Every person incarcerated in jails, prisons and immigration detention centers, on the county, state and federal level in every part of the country, is at risk of getting sick and dying from COVID-19.
The unsanitary, inhumane conditions can lead to massive rates of illness among high-risk individuals, which could have fatal consequences at an unimaginable scale. This risk will also affect those working in these locations, their families and their communities.
Numerous organizations are making a call to action to reduce the impact of COVID-19 on people behind bars. We can respond to these calls despite imposed and self-imposed isolation and quarantine.
Calls to Action:
The Justice Collaborative has letters you can send demanding the release of prisoners from their overcrowded facilities. These letters can be sent to every level of government, from federal to local.
This summary of demands is adapted from Prison Radio:
- Immediately bring all medically fragile and prisoners over sixty home.
- Release everyone who has a release date in 2020 and 2021.
- Release all people in federal immigration detention.
- Expedite all parole eligible cases.
- Eliminate bail. Let every single pre-trial detainee go.
- Eliminate all unnecessary parole meetings.
- Eliminate parole revocations for technical violations.
- Lift all fees for calling family members.
- Eliminate medical co-pays in prison.
- Reduce the local and state prison population by any and all, ordinary or extraordinary means.

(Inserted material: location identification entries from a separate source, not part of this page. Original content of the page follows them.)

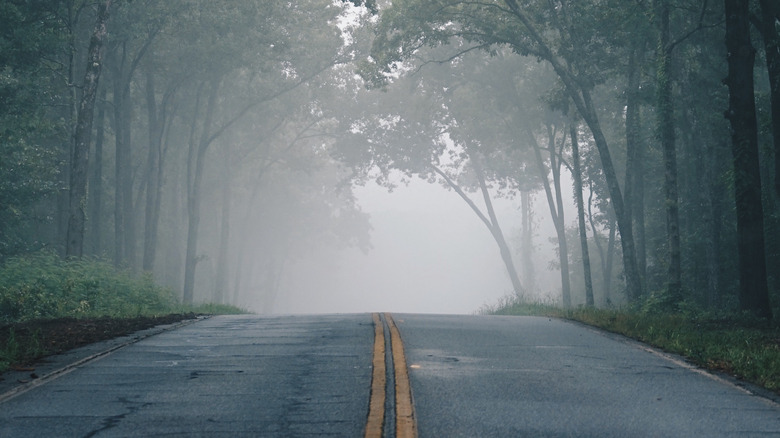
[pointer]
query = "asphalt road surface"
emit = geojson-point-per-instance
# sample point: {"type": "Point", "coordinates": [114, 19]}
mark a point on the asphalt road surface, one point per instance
{"type": "Point", "coordinates": [470, 376]}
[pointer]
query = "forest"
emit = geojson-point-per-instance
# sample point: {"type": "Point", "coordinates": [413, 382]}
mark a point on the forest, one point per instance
{"type": "Point", "coordinates": [211, 143]}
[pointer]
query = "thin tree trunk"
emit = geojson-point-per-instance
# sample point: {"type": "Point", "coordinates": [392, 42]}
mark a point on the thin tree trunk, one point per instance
{"type": "Point", "coordinates": [610, 260]}
{"type": "Point", "coordinates": [634, 182]}
{"type": "Point", "coordinates": [490, 221]}
{"type": "Point", "coordinates": [224, 233]}
{"type": "Point", "coordinates": [157, 120]}
{"type": "Point", "coordinates": [96, 183]}
{"type": "Point", "coordinates": [667, 137]}
{"type": "Point", "coordinates": [529, 275]}
{"type": "Point", "coordinates": [556, 212]}
{"type": "Point", "coordinates": [74, 246]}
{"type": "Point", "coordinates": [770, 14]}
{"type": "Point", "coordinates": [753, 289]}
{"type": "Point", "coordinates": [579, 92]}
{"type": "Point", "coordinates": [575, 151]}
{"type": "Point", "coordinates": [194, 196]}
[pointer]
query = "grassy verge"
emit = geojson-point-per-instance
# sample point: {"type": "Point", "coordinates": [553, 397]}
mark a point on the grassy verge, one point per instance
{"type": "Point", "coordinates": [739, 345]}
{"type": "Point", "coordinates": [48, 304]}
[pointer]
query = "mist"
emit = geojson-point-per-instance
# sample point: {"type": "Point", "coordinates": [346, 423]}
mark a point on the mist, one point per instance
{"type": "Point", "coordinates": [430, 254]}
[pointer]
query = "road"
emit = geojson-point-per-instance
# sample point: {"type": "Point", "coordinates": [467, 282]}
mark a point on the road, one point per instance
{"type": "Point", "coordinates": [469, 376]}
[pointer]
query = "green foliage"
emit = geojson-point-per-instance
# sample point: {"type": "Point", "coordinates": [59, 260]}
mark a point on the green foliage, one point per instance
{"type": "Point", "coordinates": [740, 345]}
{"type": "Point", "coordinates": [42, 285]}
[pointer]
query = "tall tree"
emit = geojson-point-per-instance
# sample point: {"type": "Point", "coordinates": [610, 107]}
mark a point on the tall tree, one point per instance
{"type": "Point", "coordinates": [74, 246]}
{"type": "Point", "coordinates": [546, 30]}
{"type": "Point", "coordinates": [577, 176]}
{"type": "Point", "coordinates": [768, 24]}
{"type": "Point", "coordinates": [741, 113]}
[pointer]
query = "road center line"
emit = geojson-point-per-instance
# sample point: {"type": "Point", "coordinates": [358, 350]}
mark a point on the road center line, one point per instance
{"type": "Point", "coordinates": [405, 424]}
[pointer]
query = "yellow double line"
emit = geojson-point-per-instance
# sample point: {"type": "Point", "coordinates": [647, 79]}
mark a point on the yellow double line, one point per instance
{"type": "Point", "coordinates": [405, 425]}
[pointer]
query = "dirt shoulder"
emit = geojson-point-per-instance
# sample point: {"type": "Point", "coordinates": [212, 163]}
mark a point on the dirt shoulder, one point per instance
{"type": "Point", "coordinates": [32, 341]}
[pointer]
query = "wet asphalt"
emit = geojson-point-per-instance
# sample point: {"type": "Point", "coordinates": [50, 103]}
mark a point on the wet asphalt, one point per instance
{"type": "Point", "coordinates": [471, 376]}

- Ensure single cells and sufficient medical beds.
- Reduce admissions by eliminating biased police, prosecutorial, immigration and judicial practices.
Below is a short list of local area campaigns and resources we’re aware of:
Pennsylvania: Join the Abolitionist Law Center to get Allegheny Jail shut down.
California: Call Governor Newsom’s office to demand emergency decarceration!
New Jersey: Drive to Save Lives, Hudson Correctional Center.
New York: Release Aging People in Prison (RAPP).
No matter where you live, find your local decarcerate campaign, from Hawaii to Tennessee.
Thanks to direct pressure, counties across the country have released people from city jails in Los Angeles, New York, Cuyahoga, Ohio, Berkeley/Oakland, CA, Santa Clara, CA and Chicago. More must and can be done. Every day that passes in an overcrowded prison the risks presented by COVID-19 rise.
Author Bio:
Lori Berenson is a former political prisoner.